La chape à la chaux convient-elle au chauffage par le sol ?

Oui, la chape à la chaux est parfaitement adaptée au chauffage par le sol. Grâce à son faible retrait (0,074 % contre 0,098 % pour le ciment), à sa bonne conductivité thermique et à sa capacité naturelle de régulation de l’humidité, elle fonctionne même mieux qu’une chape au ciment. Le risque de fissuration et de déformation causé par les variations de température est bien moindre grâce à l’élasticité de la chaux.

Pourquoi la chape à la chaux est-elle préférable pour les bâtiments historiques ?
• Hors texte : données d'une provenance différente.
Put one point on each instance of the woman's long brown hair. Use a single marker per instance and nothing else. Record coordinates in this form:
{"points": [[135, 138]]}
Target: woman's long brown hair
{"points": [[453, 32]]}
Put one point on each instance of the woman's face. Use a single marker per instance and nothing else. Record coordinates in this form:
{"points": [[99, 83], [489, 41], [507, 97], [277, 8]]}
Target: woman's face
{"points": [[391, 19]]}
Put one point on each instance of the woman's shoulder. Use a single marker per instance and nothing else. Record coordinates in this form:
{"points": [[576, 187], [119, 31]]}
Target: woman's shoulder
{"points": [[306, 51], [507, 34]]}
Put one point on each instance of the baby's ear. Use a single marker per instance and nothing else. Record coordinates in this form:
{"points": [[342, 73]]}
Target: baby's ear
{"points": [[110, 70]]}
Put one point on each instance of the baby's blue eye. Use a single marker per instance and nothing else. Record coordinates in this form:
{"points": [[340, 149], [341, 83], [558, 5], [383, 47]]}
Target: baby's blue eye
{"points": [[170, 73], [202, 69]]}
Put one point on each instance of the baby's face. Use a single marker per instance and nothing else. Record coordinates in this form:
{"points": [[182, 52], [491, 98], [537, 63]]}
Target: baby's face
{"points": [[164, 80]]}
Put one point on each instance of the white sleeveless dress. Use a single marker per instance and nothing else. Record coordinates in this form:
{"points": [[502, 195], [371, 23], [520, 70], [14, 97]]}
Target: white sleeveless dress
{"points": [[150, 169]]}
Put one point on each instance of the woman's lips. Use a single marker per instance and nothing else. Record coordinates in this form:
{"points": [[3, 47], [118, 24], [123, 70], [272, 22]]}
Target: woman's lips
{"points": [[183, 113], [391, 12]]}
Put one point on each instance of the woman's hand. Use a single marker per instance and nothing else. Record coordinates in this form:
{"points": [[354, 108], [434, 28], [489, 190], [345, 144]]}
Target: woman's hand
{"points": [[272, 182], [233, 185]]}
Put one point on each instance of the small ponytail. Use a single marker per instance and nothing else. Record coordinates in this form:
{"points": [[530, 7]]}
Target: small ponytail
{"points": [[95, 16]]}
La chape à la chaux est physiquement et chimiquement compatible avec les matériaux traditionnels tels que la brique ancienne, la pierre naturelle et les mortiers à la chaux. La chape au ciment est plus dure et plus dense que ces matériaux, ce qui crée des tensions pouvant entraîner des fissures et endommager la maçonnerie. La chape à la chaux présente des propriétés similaires à celles des matériaux d’origine, permettant au sol et aux murs de travailler ensemble sans dommage. Sa perméabilité à la vapeur permet également d’évacuer naturellement l’humidité, essentiel dans les bâtiments anciens dépourvus de membrane d’étanchéité.